GPA is controlled by France’s Casino Guichard Perrachon SA , which last year concluded a shareholding overhaul that allowed GPA to book revenues from operations in Argentina, Colombia and Uruguay.
Excluding depreciation and financial expenses triggered by the consolidation of Latin American’s operations, GPA posted a first-quarter net income attributed to controlling shareholders of 65 million reais, down 60% from a year ago.
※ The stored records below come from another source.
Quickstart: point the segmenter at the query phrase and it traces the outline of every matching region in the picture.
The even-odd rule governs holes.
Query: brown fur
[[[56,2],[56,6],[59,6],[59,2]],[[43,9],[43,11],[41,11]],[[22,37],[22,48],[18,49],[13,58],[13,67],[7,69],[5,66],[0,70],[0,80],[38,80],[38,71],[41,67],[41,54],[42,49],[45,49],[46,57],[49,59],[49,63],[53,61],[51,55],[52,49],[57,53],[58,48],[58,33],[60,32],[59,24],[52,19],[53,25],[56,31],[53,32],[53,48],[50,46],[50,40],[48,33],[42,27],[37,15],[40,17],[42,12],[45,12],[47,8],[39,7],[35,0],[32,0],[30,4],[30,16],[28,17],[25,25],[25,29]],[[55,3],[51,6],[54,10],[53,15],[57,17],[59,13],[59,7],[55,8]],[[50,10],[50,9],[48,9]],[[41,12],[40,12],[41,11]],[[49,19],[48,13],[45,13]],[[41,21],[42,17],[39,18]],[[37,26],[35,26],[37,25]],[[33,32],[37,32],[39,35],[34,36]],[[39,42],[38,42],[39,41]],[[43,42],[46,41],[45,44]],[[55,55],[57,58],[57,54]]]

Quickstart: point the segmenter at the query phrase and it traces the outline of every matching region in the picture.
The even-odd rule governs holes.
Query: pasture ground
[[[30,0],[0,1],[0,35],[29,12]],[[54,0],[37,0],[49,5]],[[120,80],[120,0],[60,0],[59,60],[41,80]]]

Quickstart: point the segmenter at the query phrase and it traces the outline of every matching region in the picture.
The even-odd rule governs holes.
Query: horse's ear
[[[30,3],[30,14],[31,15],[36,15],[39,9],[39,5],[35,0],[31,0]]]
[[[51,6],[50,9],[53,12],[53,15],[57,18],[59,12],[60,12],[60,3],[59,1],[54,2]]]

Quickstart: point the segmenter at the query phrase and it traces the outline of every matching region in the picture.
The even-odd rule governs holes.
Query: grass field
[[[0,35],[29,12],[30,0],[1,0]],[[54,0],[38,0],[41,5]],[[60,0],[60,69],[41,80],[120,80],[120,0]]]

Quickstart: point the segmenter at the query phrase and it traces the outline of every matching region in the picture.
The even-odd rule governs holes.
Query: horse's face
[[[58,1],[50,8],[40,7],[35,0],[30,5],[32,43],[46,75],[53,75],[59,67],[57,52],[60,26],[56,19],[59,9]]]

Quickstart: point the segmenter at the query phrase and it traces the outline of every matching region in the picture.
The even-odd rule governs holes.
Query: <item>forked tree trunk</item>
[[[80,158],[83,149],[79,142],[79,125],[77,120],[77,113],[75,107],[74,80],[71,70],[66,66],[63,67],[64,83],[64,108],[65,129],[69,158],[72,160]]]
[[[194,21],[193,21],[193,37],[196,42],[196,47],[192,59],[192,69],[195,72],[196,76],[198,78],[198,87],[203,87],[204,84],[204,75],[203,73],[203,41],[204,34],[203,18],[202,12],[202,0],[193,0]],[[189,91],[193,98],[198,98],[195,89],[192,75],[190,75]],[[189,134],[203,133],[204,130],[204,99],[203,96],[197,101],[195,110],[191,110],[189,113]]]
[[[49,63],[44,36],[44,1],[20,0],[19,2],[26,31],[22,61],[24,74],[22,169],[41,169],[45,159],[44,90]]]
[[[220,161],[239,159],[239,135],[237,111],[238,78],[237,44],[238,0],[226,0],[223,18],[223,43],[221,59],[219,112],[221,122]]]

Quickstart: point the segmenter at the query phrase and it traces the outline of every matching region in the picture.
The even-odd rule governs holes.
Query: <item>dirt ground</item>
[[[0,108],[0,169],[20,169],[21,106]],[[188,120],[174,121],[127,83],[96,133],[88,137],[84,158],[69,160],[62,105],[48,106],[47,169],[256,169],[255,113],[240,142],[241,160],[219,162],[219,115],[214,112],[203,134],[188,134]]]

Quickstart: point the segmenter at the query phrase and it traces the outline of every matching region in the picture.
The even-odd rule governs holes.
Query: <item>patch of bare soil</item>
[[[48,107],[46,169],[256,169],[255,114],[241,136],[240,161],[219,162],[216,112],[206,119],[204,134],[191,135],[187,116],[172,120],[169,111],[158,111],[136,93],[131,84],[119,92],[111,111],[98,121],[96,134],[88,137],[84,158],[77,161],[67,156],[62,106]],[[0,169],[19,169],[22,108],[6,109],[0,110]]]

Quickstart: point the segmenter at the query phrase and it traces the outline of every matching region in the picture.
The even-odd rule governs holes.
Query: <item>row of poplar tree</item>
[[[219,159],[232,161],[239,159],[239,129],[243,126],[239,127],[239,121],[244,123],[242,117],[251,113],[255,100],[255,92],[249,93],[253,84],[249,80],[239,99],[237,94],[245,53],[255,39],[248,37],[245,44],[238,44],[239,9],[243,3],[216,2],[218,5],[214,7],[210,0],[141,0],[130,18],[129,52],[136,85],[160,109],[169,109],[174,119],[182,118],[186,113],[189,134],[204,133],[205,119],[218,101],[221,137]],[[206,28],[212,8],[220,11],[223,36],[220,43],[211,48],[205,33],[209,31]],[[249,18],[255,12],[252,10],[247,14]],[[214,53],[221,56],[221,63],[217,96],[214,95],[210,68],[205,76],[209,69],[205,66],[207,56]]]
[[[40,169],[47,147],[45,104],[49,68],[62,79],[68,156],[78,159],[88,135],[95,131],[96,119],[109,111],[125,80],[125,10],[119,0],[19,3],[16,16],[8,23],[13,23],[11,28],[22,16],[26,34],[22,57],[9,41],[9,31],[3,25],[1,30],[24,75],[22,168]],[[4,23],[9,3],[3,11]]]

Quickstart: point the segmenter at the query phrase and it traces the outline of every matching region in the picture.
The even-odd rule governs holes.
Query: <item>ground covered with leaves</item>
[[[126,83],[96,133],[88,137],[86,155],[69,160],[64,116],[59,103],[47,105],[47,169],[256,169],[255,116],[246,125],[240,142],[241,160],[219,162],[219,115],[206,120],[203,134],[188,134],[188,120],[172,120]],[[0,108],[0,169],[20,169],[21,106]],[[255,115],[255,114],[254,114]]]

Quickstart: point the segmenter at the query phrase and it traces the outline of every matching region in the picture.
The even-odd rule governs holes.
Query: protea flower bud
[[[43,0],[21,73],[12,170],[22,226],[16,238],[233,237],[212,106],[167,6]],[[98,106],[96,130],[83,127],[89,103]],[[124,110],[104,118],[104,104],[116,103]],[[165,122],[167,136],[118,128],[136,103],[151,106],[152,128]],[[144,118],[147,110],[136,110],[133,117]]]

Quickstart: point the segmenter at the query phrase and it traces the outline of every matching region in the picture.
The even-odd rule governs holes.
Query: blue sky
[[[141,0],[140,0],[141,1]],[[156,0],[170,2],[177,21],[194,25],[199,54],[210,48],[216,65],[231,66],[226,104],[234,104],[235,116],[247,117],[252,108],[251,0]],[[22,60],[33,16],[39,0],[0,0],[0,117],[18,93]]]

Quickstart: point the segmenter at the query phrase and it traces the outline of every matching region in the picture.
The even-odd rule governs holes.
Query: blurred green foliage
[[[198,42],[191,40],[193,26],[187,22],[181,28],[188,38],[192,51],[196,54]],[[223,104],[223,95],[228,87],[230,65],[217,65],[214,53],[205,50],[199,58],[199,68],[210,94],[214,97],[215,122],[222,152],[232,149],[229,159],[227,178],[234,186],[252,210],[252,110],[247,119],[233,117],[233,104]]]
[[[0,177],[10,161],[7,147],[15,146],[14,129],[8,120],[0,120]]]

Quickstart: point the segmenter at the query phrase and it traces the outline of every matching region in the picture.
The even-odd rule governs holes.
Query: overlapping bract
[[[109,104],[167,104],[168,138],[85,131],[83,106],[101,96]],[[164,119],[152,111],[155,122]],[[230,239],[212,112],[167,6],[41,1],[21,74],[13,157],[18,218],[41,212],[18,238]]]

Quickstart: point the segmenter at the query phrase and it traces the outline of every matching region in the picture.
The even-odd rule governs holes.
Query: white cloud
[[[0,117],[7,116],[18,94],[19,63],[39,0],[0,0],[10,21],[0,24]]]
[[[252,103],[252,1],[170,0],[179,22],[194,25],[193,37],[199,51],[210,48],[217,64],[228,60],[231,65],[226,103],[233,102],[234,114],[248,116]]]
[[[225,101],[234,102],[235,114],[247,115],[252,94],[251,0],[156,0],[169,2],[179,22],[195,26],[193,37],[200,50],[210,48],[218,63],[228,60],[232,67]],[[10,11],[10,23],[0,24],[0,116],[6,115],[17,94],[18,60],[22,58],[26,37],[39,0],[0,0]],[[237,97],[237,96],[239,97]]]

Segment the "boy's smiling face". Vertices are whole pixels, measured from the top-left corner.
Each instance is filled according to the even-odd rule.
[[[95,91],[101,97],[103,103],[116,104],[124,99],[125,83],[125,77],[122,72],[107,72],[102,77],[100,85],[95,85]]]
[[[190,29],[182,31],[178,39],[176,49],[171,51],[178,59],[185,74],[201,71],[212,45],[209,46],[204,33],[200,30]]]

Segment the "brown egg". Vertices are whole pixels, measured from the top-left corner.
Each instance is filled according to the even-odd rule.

All regions saw a significant growth in sales as the new pandemic led customers to stockpile goods. As a result, total gross revenue grew by 14% in the quarter ended on March 31 to 21.6 billion reais, of which 15.9 billion reais came from Brazil.
The stronger sales allowed the company to partly offset a 51.6% rise in operating expenses amid the coronavirus outbreak. Still, GPA’s gross margin declined to 21.1% from 22% in the first quarter of 2019.
“We continue to work so that our customers in Brazil and South America have access to the products they need, shopping safely, and first-quarter results give us confidence that we’re on the right path,” Chief Executive Peter Estermann said in a securities filing.
Earnings before interest, taxes, depreciation and amortization (EBITDA) rose by 13.3% to 918 million reais. In adjusted terms, Ebitda hit 1.19 billion reais, up 38.3% year-on-year.
Despite a more challenging scenario, GPA said it had a solid cash position of 6.1 billion reais, equivalent to 120% of its short-term maturities, and reaffirmed its expansion plans.
“However, due to the pandemic, some deadlines may change and possible delays may occur,” the company added. In the first quarter, the retailer opened one Assaí wholesale store, one convenience store and one gas station in Brazil, as well as two stores in Colombia.
Shares in GPA have slid 2.6% so far in May, outperforming Brazil’s benchmark index Ibovespa and also rival Carrefour Brasil.
On Monday night, Carrefour Brasil posted a lower net income in the first quarter, as taxes and financial expenses overshadowed double-digit sales growth partially driven by the coronavirus outbreak.